Toph moved her stone tent over to Zuko's and Iroh's side. She allowed Zuko to toss her an extra blanket that he didn't need anymore. She also allowed him to pass her a cup of tea. Zuko was over the moon with joy. She trusts me! I told her that I wouldn't demand things from her, and she believed me! I'm not going to have The Nightmare tonight. The water spirit pulsed twice in agreement. Zuko checked in with his spirit, and discovered that he felt strong again. While they practice earthbending tomorrow, I can practice my spiritbending!
Meanwhile, Aang and his crew thought about what Zuko had said. They remembered how they had discovered for themselves that seemingly basic parts of friendship could be very difficult. Katara touched her necklace and reminded herself of who she wanted to be. There was no more conflict that night. Everybody went to bed in good spirits.
But then…
Toph threw the blanket off and scurried out of her tent. "There's something coming toward us!" she called.

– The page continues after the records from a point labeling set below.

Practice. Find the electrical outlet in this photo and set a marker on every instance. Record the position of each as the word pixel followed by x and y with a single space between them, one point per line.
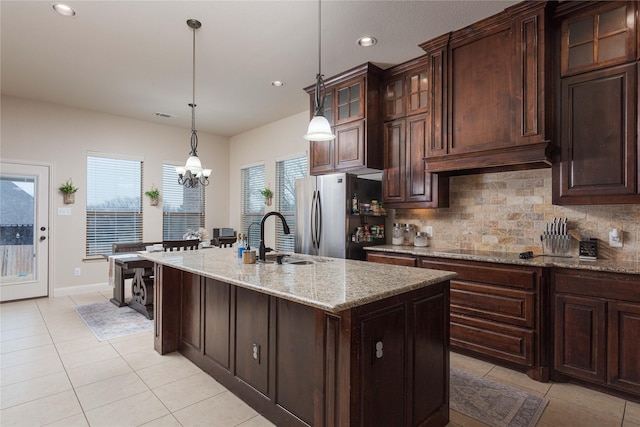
pixel 429 230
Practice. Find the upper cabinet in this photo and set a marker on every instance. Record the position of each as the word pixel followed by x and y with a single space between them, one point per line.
pixel 495 112
pixel 598 88
pixel 352 106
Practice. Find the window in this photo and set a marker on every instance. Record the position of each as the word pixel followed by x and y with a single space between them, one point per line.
pixel 287 171
pixel 183 208
pixel 114 202
pixel 252 202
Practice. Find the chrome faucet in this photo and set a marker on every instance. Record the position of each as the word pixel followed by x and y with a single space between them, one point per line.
pixel 263 250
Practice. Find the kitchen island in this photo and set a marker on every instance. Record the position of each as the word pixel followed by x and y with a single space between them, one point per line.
pixel 329 342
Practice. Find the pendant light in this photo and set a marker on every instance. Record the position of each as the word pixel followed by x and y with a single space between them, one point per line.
pixel 319 127
pixel 192 174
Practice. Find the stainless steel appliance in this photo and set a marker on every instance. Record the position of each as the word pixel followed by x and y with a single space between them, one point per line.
pixel 325 222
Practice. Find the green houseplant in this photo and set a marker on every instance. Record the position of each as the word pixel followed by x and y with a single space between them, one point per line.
pixel 268 196
pixel 68 192
pixel 154 195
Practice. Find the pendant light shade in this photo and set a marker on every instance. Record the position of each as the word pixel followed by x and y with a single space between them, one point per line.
pixel 319 128
pixel 192 174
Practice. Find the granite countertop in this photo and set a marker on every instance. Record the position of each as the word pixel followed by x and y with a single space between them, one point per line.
pixel 513 258
pixel 330 284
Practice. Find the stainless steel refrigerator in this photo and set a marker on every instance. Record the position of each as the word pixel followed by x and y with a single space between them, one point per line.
pixel 324 221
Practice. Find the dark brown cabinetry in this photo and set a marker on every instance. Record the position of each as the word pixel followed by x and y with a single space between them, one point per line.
pixel 498 99
pixel 498 312
pixel 598 105
pixel 406 182
pixel 597 328
pixel 352 106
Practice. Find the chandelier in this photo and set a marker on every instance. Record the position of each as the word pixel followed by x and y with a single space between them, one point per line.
pixel 319 128
pixel 192 174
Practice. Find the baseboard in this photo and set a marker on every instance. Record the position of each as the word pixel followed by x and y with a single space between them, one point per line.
pixel 82 289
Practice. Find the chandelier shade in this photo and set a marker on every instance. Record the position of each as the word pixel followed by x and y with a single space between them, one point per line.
pixel 192 173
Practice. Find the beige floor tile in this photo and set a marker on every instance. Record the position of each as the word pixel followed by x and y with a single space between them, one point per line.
pixel 88 356
pixel 187 391
pixel 28 355
pixel 139 409
pixel 79 344
pixel 36 388
pixel 257 421
pixel 31 370
pixel 107 391
pixel 164 373
pixel 14 334
pixel 457 419
pixel 102 370
pixel 560 413
pixel 590 399
pixel 474 366
pixel 133 343
pixel 518 380
pixel 222 410
pixel 25 343
pixel 43 411
pixel 632 413
pixel 75 421
pixel 166 421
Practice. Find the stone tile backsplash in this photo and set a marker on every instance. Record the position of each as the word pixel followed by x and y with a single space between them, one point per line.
pixel 507 212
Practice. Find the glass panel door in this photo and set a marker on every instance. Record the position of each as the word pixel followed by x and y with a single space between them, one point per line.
pixel 24 231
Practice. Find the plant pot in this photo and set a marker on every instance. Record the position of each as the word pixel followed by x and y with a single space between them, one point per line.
pixel 69 198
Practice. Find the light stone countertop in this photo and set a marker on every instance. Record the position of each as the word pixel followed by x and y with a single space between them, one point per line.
pixel 330 284
pixel 513 258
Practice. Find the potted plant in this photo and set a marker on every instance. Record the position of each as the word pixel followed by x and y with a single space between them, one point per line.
pixel 268 196
pixel 153 194
pixel 68 192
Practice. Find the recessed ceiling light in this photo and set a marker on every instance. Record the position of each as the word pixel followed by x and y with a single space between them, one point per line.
pixel 63 9
pixel 367 41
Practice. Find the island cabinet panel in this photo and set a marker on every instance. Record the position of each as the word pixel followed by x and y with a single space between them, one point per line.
pixel 217 322
pixel 597 329
pixel 378 364
pixel 252 338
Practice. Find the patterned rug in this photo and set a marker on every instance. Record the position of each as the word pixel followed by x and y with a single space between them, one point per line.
pixel 494 404
pixel 107 321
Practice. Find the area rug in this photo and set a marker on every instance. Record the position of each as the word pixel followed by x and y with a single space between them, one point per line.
pixel 494 404
pixel 107 321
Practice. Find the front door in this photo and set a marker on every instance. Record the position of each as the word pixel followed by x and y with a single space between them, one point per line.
pixel 24 231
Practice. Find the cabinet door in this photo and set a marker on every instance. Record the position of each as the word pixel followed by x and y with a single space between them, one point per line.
pixel 579 338
pixel 320 157
pixel 349 145
pixel 252 338
pixel 624 346
pixel 383 367
pixel 393 187
pixel 598 138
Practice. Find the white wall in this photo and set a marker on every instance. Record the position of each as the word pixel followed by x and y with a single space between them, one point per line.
pixel 267 144
pixel 35 132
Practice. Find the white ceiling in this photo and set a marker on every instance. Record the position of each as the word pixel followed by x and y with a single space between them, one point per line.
pixel 133 58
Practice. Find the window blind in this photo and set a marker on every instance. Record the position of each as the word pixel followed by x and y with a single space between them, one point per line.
pixel 253 181
pixel 114 203
pixel 287 171
pixel 183 208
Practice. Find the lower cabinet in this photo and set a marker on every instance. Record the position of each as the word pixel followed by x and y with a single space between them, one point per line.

Zuko was already out of his tent. He stopped and stared at her. "You can sense it too?"
"Wait, what? You're not an earthbender."
Everybody else gathered around them. "Zuko has a sixth sense that detects powerful firebenders," Sokka explained to Toph. "And you can feel something coming towards us. Translation: incoming Fire Nation attack. Everybody move!"
They all scrambled to pack. Toph helped without being asked. Appa was in the air in ten minutes. "Now that we're out of immediate danger, what'd you feel, Toph?" Sokka asked. "Lots of determined footsteps? The wheels of a catapult?"
"I don't know how to describe it," Toph replied. "It felt like an avalanche, but also not an avalanche."
"A war machine." Zuko pointed to a cloud of dust rising from the treads of some fast-approaching mechanical monstrosity. "It's heavy, it's metal, it's fast, and it runs on treads. That's what you felt."
"Zuko, tell us everything you know about Fire Nation war machines," Sokka asked. "Also, is that seriously the best you can do? Wow. Zero imagination."
"'War machine' is its official name," Zuko replied. "It's a machine designed to carry the…the aura of war with it." He grimaced. "Or the impression of war, or…or to remind people of what war is. The point is, that's what it's for. It's designed to be scary and intimidating. It has attack power, but its purpose is really to break people's spirits and scare them into giving up or retreating. They're a recent invention. My father had the idea for them."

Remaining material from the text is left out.